The Hartlepool monkey
Whalebone arch
The port
of Whitby in North Yorkshire reached its hey day in the 18th
century when it was the centre of the whaling industry. The only reminder of those times is the
fine ‘whalebone arch’, a curiosity which is preserved on the West Cliff.
Another ‘whalebone arch’ can be seen at the entrance to a
private house drive in the village
of Threekington in Lincolnshire. The local squire had business interests in
the whaling industry in the 19th century.
Threekington
Whitby
Kirkdale Cave
In 1821 quarry men, working in a quarry alongside Hodge
Beck in Kirkdale near Kirkbymoorside in North Yorkshire, uncovered a cave in
which they found a large amount of bones.

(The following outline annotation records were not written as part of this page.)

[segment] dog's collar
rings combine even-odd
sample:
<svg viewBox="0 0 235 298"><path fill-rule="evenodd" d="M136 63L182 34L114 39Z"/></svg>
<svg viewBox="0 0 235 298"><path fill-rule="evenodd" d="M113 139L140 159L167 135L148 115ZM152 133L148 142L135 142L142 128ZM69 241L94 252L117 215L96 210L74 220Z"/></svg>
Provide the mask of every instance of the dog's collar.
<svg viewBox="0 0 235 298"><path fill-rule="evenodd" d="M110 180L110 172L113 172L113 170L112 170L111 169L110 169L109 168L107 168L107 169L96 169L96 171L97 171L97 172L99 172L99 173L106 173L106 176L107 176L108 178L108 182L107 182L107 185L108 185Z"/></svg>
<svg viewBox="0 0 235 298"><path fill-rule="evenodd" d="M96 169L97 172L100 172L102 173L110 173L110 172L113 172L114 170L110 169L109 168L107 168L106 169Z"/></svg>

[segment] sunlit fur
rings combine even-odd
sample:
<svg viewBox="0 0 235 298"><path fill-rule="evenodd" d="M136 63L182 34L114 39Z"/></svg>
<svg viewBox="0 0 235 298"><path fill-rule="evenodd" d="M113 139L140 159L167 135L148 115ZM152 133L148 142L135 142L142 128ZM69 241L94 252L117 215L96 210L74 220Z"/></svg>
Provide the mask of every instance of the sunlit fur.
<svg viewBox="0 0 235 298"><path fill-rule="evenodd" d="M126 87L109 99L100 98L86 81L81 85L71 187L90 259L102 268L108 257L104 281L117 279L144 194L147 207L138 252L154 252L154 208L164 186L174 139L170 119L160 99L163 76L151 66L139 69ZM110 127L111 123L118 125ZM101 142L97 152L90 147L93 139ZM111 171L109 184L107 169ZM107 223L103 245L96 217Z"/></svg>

Dr Buckland, Professor of Geology at Oxford, explored the 100 yards long cave and found the remains of no less than 200
hyenas, as well as the bones from a huge variety of wild animals and tools and weapons of
Stone Age man. The animals included
woolly and slender nosed rhinoceros, lion, mammoth, hippopotamus, European
bison, reindeer, wolves, bears, straight tusked elephants, wild ox and
deer. This find rocked the scientific
thinking world and put new ideas about what had in fact happened in the far distant
past. Dr Buckland concluded that the
cave had been a hyena lair and that the other remains were of animals dragged
there by the hyena’s for food.
It seems that Kirkdale
Cave was originally a
river cave which was left well above the river level after the retreat of the
ice during the last phase of the ice-age.
There were times of warmth between the glaciated periods and it was
during the last of these which spanned something like 50,000 years, that the
hyena’s came to Kirkdale and left the remains, proving that Britain had
once been the home of animals which up to that time had been thought to be far
removed from these shores. A truly
remarkable discovery.
Kirkdale cave
The Three Wise Monkeys
A troop of monkeys to be seen at The Highland Wildlife Park in Scotland are Japanese snow monkeys and are the origin of the 'Three Wise Monkeys'. Shinto priests at Kyoto have thought of these monkeys as messengers to the gods for some 1500 years.
The Japanese character for monkey is pronounced as 'saru' ('zaru; means not). A play on words led to the monkey being used with phrases : Mizaru, Kikazaru and Iwazaru =
see no evil, hear no evil, speak no evil.